Dicas de arquitetura para a sua clínica ou hospital vet

Olá,

Ter um ambiente planejado, com layout bem definido, impacta na percepção que o cliente terá da sua clínica. Um projeto que leve em conta as necessidades e o bem-estar dos clientes e seus pets agrega valor e pode fidelizá-los.

Para falar sobre a importância de ter um projeto arquitetônico em clínicas veterinárias, convidamos a arquiteta e urbanista Mariana Assumpção, que será a nossa entrevistada do nosso próximo Webinar no dia 26 de abril, às 15h.

Também preparamos um infográfico com dicas de arquitetura e decoração que podem ajudar na organização da clínica.

Serviços

Com o crescimento do mercado pet e um público cada vez mais exigente, os tratamentos dedicados aos animais de estimação cresceram e surgiram serviços como hidroterapia (terapia na água) e acupuntura, creches para cachorros, além da valorização do profissional especialista (dermatologistas, ortopedistas, oftalmologistas). “Isso impacta diretamente na arquitetura da clínica. Em alguns casos, se forem agregados novos serviços, será preciso de mais espaço”, diz Mariana.

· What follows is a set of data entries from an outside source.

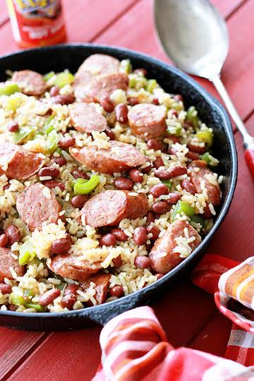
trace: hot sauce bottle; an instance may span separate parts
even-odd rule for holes
[[[23,48],[66,39],[61,0],[6,0],[14,39]]]

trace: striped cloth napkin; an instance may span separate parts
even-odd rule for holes
[[[254,381],[254,257],[238,265],[208,254],[192,281],[214,294],[219,310],[233,322],[226,358],[175,349],[152,308],[139,307],[102,329],[102,365],[93,381]]]

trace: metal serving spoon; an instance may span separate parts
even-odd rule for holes
[[[214,85],[243,139],[245,158],[254,179],[254,138],[248,133],[221,79],[229,51],[225,21],[208,0],[154,0],[159,40],[181,70]]]

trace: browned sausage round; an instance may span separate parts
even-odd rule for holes
[[[194,184],[198,193],[202,193],[201,183],[205,181],[205,186],[207,191],[208,200],[207,204],[212,203],[213,205],[219,205],[221,200],[221,191],[219,183],[214,185],[208,181],[207,176],[212,174],[207,168],[205,162],[202,160],[194,160],[188,167],[189,176]],[[198,169],[198,171],[197,171]]]
[[[82,255],[77,257],[66,254],[54,255],[48,258],[46,263],[53,272],[70,279],[85,280],[102,268],[100,262],[91,264]]]
[[[92,79],[84,87],[84,95],[88,99],[100,102],[104,97],[110,97],[115,90],[126,91],[128,85],[128,75],[123,73],[100,75]]]
[[[166,230],[162,237],[155,242],[149,253],[152,267],[157,272],[166,274],[177,265],[183,258],[181,258],[179,253],[174,249],[177,246],[176,238],[184,237],[184,229],[187,228],[189,237],[195,237],[195,241],[189,243],[192,250],[201,242],[201,238],[195,229],[187,221],[175,221]]]
[[[9,179],[25,180],[37,172],[43,159],[37,154],[15,144],[0,143],[0,173]]]
[[[79,132],[104,131],[107,119],[97,112],[95,107],[86,103],[73,103],[69,106],[70,117],[73,127]]]
[[[89,169],[102,174],[123,172],[140,167],[147,158],[131,144],[109,140],[110,147],[105,150],[95,146],[70,148],[71,155]]]
[[[14,259],[11,254],[11,249],[0,248],[0,282],[4,282],[4,278],[13,279],[10,267],[13,267],[18,277],[23,277],[25,272],[25,267],[20,266],[18,261]]]
[[[46,83],[41,74],[32,70],[14,71],[11,78],[27,95],[41,95],[46,91]]]
[[[81,221],[84,226],[93,227],[117,226],[123,218],[143,217],[147,209],[147,198],[144,193],[131,195],[128,190],[106,190],[85,202]]]
[[[56,224],[61,210],[54,193],[40,183],[28,186],[18,195],[16,208],[20,218],[32,231],[41,230],[44,222]]]
[[[136,104],[128,111],[128,119],[133,133],[145,138],[159,136],[166,131],[166,114],[160,106]]]
[[[89,278],[86,282],[80,283],[80,286],[83,289],[87,289],[90,286],[91,282],[95,283],[95,298],[97,304],[102,304],[107,299],[107,293],[109,291],[109,279],[111,277],[110,274],[96,274]]]

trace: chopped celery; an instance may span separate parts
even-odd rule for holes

A patologia clínica veterinária tem feito parte cada vez mais da rotina dos médicos veterinários, pois a análise e a interpretação dos resultados dos exames laboratoriais exigem conhecimentos técnicos e impactam no tratamento. A Bio Brasil dará a seus parceiros desconto de 10% no curso Patologia Clínica Veterinária, do Instituto Brasileiro de Veterinária, em Campinas.

Divisão de setores 

O ambiente é a maior interface entre a marca e o consumidor. Por isso, além da comunicação visual, é importante observar o layout da clínica (circulação, exposição), se o mobiliário está adequado, se a sala de espera proporciona conforto, se aparenta limpeza, etc. “Fazer com que o mesmo ambiente atenda a demandas tão diferentes é o grande desafio do projeto pet. A verdade é que o cliente final não é o cachorro ou gato, e sim os donos. Um ambiente pensado nas proporções e agradável aos olhos dos usuários tem impacto direto com a fidelização desse serviço”, diz Mariana.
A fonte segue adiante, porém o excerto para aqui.